3 min read

Sorting Algorithm - Insertion Sort

Sorting Algorithm - Insertion Sort

Insertion sort is the core algorithm to know, it is also the easiest to understand and implement. The disadvantages however are that it is horribly slow. The recommendation is to use this algorithm when you are sorting really small tables (< 10). Insertion Sort is also used as the base for more advanced algorithms (merge-sort, quick-sort).

How

We have a sorted part and a unsorted part in our array.

The sorted part will grow as we loop through our elements in the unsorted part.

For every element from the unsorted part. shift the sorted part elements one to the right as long as they are bigger than the element from the unsorted part. Let's say we have the following array.

We put a | as a divider for the sorted array (left part) and the unsorted array (right part)

| 40 21 13 7 1 0 

We now start sorting every element on the right side, so take 40 now. There are no elements in the unsorted part, so we can just move it over.

40 | 21 13 7 1 0 

The next element to sort is 21, we check the unsorted array and we see that 40 is there, 40 is > 21, so we move 40 one place up.

x 40 | (21) 13 7 1 0

Now there is a room to put 21, so let's put 21 there.

21 40 | 13 7 1 0

Now we do the same for the other elements

0 1 13 17 21 40 |

and this is Insertion sort. For the implementation check paragraph §1.4.

Advantages and Disadvantages

Advantages

  • Easy to implement
  • O(n) performance when almost sorted
  • O(1) Extra space
  • Low overhead
  • Stable

Disadvantages

  • O($n^2$)

Performance

|Worst Case|Average Case|Best Case| |-|-|-| |O(n2)|O(n2)|O(n)

The above table is the analysis of the algorithm, but how do we get to this?

Worst Case

The worst case is when the array is in the descending order. We then have to move the element, and the other elements.

$$ 1 + 2 + … + n - 1 = \frac{(n - 1)n}{2} = \frac{1}{2}(n^2 - n) ∈ Θ(n^2) $$

Average Case

Here every input is equally likely, which results in:

$$ \frac{1 + 2 + … + i + i}{i + 1} = \frac{\frac{i(i + 1)}{2} + i}{i + 1} = \frac{i}{2} + \frac{i}{i + 1} = \frac{i}{2} + (1 - \frac{1}{i + 1}) = \frac{(n - 1)n}{4} + n - H_n ∈ Θ(n^2) $$

Best Case

The best case is when we have an array in ascending, then we just keep moving elements. Resulting in a O(n) performance.

Implementation

Pseudo Code

Implementing algorithms is always something risky. If we make 1 mistake in the code then we will end up with a non functional algorithm. This is why we always have to think it through, work it out on paper and then write the code!

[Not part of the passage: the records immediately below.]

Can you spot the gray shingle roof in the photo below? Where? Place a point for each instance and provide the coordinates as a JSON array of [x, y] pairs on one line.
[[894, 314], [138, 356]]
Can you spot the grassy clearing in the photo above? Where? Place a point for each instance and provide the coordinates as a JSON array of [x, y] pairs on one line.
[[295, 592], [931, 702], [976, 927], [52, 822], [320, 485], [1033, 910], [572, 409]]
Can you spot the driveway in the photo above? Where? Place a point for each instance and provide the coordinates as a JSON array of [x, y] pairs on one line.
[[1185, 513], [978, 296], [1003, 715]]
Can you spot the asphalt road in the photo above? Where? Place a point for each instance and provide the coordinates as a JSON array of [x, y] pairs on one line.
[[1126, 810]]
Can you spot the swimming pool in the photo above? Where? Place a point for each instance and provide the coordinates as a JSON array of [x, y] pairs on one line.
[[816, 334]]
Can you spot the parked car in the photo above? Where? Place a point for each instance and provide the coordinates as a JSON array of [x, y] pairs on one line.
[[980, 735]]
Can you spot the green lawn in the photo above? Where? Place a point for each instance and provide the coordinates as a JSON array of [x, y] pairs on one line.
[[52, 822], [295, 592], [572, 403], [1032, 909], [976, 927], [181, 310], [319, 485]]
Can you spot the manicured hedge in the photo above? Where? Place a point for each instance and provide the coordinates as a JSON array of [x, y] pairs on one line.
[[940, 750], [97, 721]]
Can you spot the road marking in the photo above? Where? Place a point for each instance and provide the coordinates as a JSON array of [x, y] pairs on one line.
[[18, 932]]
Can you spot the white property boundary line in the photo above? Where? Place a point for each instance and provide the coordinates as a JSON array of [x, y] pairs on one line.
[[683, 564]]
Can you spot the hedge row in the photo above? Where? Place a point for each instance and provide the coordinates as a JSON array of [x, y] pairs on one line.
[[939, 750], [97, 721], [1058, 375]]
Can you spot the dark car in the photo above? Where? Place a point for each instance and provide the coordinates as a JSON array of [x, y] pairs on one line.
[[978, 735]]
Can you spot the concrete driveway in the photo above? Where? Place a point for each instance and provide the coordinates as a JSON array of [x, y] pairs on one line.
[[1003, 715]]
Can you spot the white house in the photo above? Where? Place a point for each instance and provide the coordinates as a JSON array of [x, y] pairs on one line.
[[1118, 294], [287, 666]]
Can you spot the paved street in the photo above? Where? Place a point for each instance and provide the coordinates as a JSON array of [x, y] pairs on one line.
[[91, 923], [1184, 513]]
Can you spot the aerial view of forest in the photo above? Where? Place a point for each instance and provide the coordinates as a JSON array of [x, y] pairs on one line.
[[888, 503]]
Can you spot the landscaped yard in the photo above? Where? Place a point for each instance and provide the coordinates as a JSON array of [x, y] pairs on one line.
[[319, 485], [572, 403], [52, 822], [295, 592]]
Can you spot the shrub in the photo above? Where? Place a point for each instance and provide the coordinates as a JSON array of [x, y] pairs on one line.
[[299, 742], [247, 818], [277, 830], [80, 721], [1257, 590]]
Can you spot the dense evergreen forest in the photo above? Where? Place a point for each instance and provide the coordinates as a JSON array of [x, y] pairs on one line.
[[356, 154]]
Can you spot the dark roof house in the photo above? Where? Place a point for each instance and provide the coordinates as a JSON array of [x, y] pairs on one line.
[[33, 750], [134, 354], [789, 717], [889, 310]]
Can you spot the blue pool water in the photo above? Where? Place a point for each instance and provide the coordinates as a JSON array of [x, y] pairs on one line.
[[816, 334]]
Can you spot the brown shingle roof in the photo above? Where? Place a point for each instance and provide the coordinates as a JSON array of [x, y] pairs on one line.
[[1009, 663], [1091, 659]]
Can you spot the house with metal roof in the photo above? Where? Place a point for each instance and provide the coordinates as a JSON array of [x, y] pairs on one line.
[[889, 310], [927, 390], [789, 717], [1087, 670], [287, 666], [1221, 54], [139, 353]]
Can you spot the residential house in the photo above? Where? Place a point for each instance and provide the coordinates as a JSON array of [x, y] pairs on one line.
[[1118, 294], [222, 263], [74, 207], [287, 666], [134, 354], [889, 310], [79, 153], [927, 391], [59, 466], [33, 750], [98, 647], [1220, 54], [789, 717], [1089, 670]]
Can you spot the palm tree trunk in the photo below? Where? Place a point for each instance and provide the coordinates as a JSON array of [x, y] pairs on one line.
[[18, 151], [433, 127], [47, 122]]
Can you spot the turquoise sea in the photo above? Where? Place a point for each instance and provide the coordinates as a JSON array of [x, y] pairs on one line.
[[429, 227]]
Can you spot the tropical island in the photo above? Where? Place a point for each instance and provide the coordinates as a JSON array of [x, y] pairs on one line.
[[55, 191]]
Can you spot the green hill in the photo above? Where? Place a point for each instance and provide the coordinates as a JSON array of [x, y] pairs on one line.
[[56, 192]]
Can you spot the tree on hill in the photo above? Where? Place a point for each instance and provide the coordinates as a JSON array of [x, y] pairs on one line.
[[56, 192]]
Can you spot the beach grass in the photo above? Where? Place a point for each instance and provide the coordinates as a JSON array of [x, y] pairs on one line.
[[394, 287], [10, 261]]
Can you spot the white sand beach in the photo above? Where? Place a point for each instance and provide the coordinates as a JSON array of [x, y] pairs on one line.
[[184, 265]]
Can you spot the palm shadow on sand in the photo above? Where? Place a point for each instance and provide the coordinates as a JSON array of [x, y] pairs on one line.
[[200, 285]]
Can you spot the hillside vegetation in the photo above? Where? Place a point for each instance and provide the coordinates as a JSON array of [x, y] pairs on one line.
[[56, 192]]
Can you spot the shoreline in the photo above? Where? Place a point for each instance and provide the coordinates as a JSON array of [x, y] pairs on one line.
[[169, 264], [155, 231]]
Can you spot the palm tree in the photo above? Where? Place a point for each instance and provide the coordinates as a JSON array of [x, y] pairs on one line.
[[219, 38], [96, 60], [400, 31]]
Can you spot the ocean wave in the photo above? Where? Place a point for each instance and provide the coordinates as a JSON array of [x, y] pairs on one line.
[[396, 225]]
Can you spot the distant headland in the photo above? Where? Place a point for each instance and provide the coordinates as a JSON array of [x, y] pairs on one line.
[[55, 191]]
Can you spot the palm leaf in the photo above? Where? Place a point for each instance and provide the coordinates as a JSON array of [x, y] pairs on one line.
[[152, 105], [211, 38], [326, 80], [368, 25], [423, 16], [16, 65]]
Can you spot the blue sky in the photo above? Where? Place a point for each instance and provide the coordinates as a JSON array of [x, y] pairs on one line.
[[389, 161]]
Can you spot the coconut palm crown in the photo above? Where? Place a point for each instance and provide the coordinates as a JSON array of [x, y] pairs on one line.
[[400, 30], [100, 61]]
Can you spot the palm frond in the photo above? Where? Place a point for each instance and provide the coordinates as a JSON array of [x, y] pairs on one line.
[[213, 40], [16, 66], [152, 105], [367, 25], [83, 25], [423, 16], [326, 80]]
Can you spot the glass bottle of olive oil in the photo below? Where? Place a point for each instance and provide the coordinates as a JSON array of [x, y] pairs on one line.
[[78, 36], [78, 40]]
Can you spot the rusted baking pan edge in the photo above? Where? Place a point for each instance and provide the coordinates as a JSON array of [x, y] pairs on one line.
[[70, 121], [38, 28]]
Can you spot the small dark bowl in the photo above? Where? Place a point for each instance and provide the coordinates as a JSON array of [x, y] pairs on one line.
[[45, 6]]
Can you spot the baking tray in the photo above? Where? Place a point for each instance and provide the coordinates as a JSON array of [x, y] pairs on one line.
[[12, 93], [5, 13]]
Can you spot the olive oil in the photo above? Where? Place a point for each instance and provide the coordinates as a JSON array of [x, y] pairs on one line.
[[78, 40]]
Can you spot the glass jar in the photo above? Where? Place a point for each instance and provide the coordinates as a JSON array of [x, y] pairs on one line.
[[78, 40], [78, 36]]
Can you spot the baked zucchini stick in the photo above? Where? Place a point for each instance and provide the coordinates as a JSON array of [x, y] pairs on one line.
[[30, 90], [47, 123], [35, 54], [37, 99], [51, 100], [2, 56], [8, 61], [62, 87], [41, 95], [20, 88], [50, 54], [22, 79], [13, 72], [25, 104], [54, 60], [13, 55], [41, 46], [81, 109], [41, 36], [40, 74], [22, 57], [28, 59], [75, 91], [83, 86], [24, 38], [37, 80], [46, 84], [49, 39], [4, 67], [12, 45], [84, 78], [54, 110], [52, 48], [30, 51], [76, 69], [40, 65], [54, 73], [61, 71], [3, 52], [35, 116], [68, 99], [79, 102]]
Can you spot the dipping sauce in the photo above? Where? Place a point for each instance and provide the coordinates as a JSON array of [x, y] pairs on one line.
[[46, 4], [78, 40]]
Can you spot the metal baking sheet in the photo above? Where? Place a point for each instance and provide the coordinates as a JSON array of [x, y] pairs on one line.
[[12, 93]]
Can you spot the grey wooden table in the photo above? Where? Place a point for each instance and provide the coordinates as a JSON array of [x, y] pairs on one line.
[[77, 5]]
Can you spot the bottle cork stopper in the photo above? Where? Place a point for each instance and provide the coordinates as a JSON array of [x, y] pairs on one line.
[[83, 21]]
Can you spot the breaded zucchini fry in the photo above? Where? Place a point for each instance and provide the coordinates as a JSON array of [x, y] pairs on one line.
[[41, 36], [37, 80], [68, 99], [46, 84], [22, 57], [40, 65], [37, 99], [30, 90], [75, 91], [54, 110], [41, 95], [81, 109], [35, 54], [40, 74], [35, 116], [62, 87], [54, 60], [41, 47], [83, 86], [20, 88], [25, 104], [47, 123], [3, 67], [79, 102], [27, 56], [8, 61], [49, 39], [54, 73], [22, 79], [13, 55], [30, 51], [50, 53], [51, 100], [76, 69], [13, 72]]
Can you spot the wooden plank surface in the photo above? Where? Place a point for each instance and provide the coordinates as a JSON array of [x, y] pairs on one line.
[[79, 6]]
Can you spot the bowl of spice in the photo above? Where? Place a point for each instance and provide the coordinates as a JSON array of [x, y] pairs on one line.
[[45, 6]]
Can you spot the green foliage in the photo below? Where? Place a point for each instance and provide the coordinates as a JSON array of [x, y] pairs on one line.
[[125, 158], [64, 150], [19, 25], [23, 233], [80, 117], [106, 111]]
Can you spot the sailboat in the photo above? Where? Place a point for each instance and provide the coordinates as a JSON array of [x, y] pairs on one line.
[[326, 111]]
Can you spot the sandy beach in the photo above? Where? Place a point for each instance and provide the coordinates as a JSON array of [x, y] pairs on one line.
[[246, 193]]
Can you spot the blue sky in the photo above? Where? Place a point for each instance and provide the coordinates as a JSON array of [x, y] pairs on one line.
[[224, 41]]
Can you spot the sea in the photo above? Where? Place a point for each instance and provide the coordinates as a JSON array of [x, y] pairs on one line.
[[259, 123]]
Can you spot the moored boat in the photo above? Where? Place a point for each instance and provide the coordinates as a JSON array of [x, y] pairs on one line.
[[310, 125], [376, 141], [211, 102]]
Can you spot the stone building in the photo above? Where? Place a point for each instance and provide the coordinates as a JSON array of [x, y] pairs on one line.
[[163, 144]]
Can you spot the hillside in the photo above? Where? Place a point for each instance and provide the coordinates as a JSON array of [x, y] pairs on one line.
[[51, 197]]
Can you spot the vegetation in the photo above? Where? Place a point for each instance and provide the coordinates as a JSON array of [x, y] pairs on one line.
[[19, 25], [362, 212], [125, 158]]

When we watch §1.1 we know how the algorithm works, so we write down what we will need:

  1. A loop to go through our elements
  2. A temporary key to remember the element we are moving
  3. Another loop that will loop through or sorted array, and move the elements one to the right when needed.

Once we identified these points we can start writing pseudo code. Pseudo code should be short and easy to remember and re-create.

for i in array
  // Save the temporary element
  temp = array[i]

  // Create a key that points to the previous index
  // (we need to check if we have to shift)
  int j = i - 1;

  // Now we need to move the elements to the right if they are bigger
  while (j >= 0 && array[j] > temp) {
    array[j + 1] = array[j]; // Shift right
    j--; // Go one element back
  }

  // last but not least, fill in the temp on the position that we found
  array[j + 1] = temp;

C++ Code

Now when we got the pseudo code we can easily convert this to the code that we need. In my case this is C++.

void insertionSort(vector &v) {
  for (int i = 0; i < v.size(); i++) { 
    // Save the temporary element T temp = v[i]; 
    // Create a key that points to the previous index 
    // (we need to check if we have to shift) int j = i - 1; 
    // Now we need to move the elements to the right if they are bigger 
    while (j >= 0 && v[j] > temp) {
      v[j + 1] = v[j]; // Shift right
      j--; // Go one element back
    }

    // last but not least, fill in the temp on the position that we found
    v[j + 1] = temp;
  }
}

Benchmark

| | 100 | 1.000 | 10.000 | 100.000 | 1.000.000 |-|-|-|-|-|-| |Random Elements|2.4e-05|0.002049|0.13619|12.2835|-| |Ascending Elements|1e-06|1e-05|7.4e-05|0.000705|-| |Descending Elements|4.5e-05|0.003895|0.247554|24.8399|-|

Conclusion

We can see that Insertion Sort is a easy to implement algorithm and the benchmarks confirm that we have indeed a $O(n^2)$ algorithm here. Therefor we can also confirm that it is better to use this algorithm only when we need to sort small lists.